Last time on FF9 Versus, we followed the tiny black mage Vivi through Alexandria and up to the square with the ticket booth. Also, our first minigame!
The story so far: The Tantalus thieves are going to kidnap a princess, and Vivi has a ticket to watch it happen.
Alright, this is Part 2 of character two of the introduction of the game. And we’re already on post four. Seems like I might be doing this wrong. Oh well, lets just keep on keeping on. If we’re lucky, one day we’ll make it to the introductory dungeons and start talking about the game proper.

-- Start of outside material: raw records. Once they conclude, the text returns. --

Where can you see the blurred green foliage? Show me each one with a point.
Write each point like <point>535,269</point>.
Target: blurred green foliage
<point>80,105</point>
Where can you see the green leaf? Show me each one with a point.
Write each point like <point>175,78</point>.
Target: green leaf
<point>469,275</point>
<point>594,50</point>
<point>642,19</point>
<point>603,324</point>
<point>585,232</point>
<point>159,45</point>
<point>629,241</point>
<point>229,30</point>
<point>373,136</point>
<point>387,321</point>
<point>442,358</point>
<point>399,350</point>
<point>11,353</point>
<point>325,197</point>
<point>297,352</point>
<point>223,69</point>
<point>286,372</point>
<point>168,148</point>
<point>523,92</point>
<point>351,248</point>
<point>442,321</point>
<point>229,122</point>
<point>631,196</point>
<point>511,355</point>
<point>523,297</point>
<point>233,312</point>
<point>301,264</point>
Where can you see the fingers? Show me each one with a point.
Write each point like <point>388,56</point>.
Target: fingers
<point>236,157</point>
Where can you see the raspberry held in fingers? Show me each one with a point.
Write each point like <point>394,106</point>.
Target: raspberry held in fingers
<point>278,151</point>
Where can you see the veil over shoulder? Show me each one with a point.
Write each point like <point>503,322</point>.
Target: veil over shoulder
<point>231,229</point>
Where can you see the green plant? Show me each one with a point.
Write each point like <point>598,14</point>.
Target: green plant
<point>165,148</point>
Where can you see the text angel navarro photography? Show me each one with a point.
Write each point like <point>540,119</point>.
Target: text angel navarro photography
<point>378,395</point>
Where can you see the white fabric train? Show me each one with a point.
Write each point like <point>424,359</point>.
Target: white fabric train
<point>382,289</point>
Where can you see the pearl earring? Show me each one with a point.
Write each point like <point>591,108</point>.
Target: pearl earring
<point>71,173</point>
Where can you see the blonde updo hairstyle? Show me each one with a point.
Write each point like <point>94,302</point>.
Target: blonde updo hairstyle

There’s plenty to investigate in the square with the ticket booth, and a couple of screens beyond that are accessible, but given the positioning of the ticket booth and the additional messages from people in the area talking about tickets for the show, most people aren’t likely to make it too far beyond this square without giving in and going to the ticket booth. Unfortunately for Vivi, it turns out that the all important ticket is a fake, which makes it look like getting to see the show is going to be a bit more difficult.
I actually thought this was a cute touch. The game starting out with Zidane and the Tantalus odd squad, then transitioning into the friendly Alexandria, sets a nice friendly tone for things so far. The cartoony character models and emotive animations (just look at that poor guy in the screenshot above) are just fantastic, and while it’s still early, they make it clear that this game is going to just be good old fun.
With the bad news that the ticket will be getting you nowhere, it’s time to explore a bit more. As I mentioned before, it’s unlikely that players investigated the areas off to the side prior to checking in with the ticket booth, in which case they’ll now make their way to the alley on the left.
It’s important that I note that the earlier confusion (from the first room with Zidane and the first screen with Vivi) of what to do is gone here. This segment is actually rather brilliantly designed. Should a player choose to go ahead to the left prior to heading to the ticket booth, you’ll eventually come across this sign:
For those exploring every facet before the ticker booth, it’s a hint that you should head back this way (which will cause you to run into the cutscene that leads you to the next portion of the game). It’s an interesting contrast to the very linear and directed messages you were given before – it’s a nice open tidbit that can help guide you in the right direction once you discover the problem with the ticket.
After the ticket booth disappointment, but before reaching the Proletariat Patrons Movement sign again, you trigger a small custscene with a man working on a sign, and a rat kid that offers to let you work as his slave in exchange for seeing the show. Once again, you’re faced with a fake choice, but this one far more devious than the last. If you don’t want to work for the rat kid, he runs off. Try as you might, you can’t make your way to the rooftops. You have to come back to the alley screen and agree to his offer in order to progress. The last fake choice added a bit to Zidane’s personality. This one give you the opportunity to feel like you’re choosing to play along. For choices that aren’t really choices, they do a good job of bringing you in and adding to the experience.
Once you follow the rat kid, he leads you straight to a ladder to the rooftops, and one of the game’s most important mechanics: Moogles. These cute little fellows have been a series staple for quite some time, and this marks their biggest role since FF6 let you have one in your party. While they may not join you in your adventures, they function as save points, letting you save your progress and use tents to recover HP and MP of all party members. They introduce another mechanic as well: Mognet. Like so many things in FF9, it adds to the experience of the world. You get to see the letters that Moogles send to one another throughout the lands, giving you an out of party perspective on what’s happening in the world. It’s entirely optional, but a fun little touch.
You know, there seems to be a lot of really positive things to say about the design at this point in the game. The world is doing a good job of coming across as interesting. Vivi is a cute little character, and it’s easy to get into his intro story. It may not be as action packed as FF6 or FF7, but it’s a good way to start a game.
Alright, so we’ve now met a Moogle and joined Rat Kid’s crew. Prior to heading to the rooftops, we get a scene showing us one of my favourite characters in the game: adventurer Moogle Stilzkin. This guy shows up all over the place as the game goes on, and serves as a fun reminder that other people are out and about in the world other than just your party. Sure, everything with him is scripted, but it makes the world feel like a real place where characters are wandering around and doing things rather than just statically sitting in shops and standing in place waiting for you to come to them.
Once you reach the rooftops, you and the rat kid make your way to go see the show. Like every other area so far, if you take your time and poke around (even though there’s a character running on ahead, encouraging you to follow rather than take your time), there are items to be found. Keep this in mind, because the entire game loves tucking items pretty much everywhere. No matter what is happening in the setting, no matter what sort of encouragement there is to move forward (like, say getting all of certain items and reaching a point within 12 hours – but lets save that for later), there’s nearly always rewards to be found if you take the time and look everywhere.
Upon reaching the end of the rooftops, we are treated to another fmv cutscene. This one is kind enough to show off our next playable character: the lovable doof Steiner.